Laurent Fabius : En ce qui concerne votre première question, nous sommes tout à fait d'accord avec la Jordanie et d'autres de nos amis pour agir, le plus possible, afin de trouver une solution à la question israélo-palestinienne. Nous savons que cette question se résume dans ce qu'on appelle les deux Etats. Mais aujourd'hui, malheureusement, nous sommes au point mort. Et donc, notre idée est d'agir sur différents canaux avec toujours l'objectif de parvenir à cette question des deux Etats : d'un côté, faire droit à la justice pour les Palestiniens qui doivent avoir un Etat et de l'autre côté faire en sorte qu'Israël ait sa sécurité garantie. Et cela passe par une série d'étapes qui peuvent être successives ou parallèles. Il faut qu'il y ait une reprise de la négociation parce qu'il ne s'agit pas de négocier à la place des parties, il s'agit de faire en sorte que les parties négocient. Ça c'est un aspect. Un autre aspect, c'est de faire en sorte qu'il y ait un accompagnement international puisque comme le disait Nasser, je partage tout à fait son sentiment, dans le passé il y a eu parfois des négociations mais au moment où il fallait faire les derniers mètres on y arrivait pas. Nous considérons, après avoir beaucoup réfléchi, que l'accompagnement international doit permettre de faire ces derniers mètres et aider les deux parties, en l'occurrence les Israéliens et les Palestiniens, à faire les concessions qui sont nécessaires pour avoir un accord. Et puis il doit y avoir à un moment ou un autre une transcription de tout cela aux Nations Unies puisque c'est le rôle des Nations Unies, à travers le Conseil de sécurité, d'aider à la solution. Alors il faut, selon une procédure à définir, en liaison avec les uns et les autres, trouver comment peuvent s'inscrire ces différentes instances et l'objectif, je le répète, c'est de parvenir à une solution qui permette aux Palestiniens de jouir de leurs droits et à Israël de voir sa sécurité garantie.

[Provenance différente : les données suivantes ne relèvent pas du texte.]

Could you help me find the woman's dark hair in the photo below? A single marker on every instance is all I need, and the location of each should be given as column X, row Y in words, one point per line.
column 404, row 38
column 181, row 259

En ce qui concerne l'attentat de la rue des Rosiers, il y a des informations effectivement qui ont été données qui concernent un citoyen qui, si les renseignements donnés sont exacts, se trouverait ici. Nous comptons bien sûr sur la justice jordanienne pour que, si les choses sont avérées, les procédures internationales permettent que cette personne soit interpellée et soit jugée. Bien évidemment, entre la Jordanie et la France, la coopération doit être entière.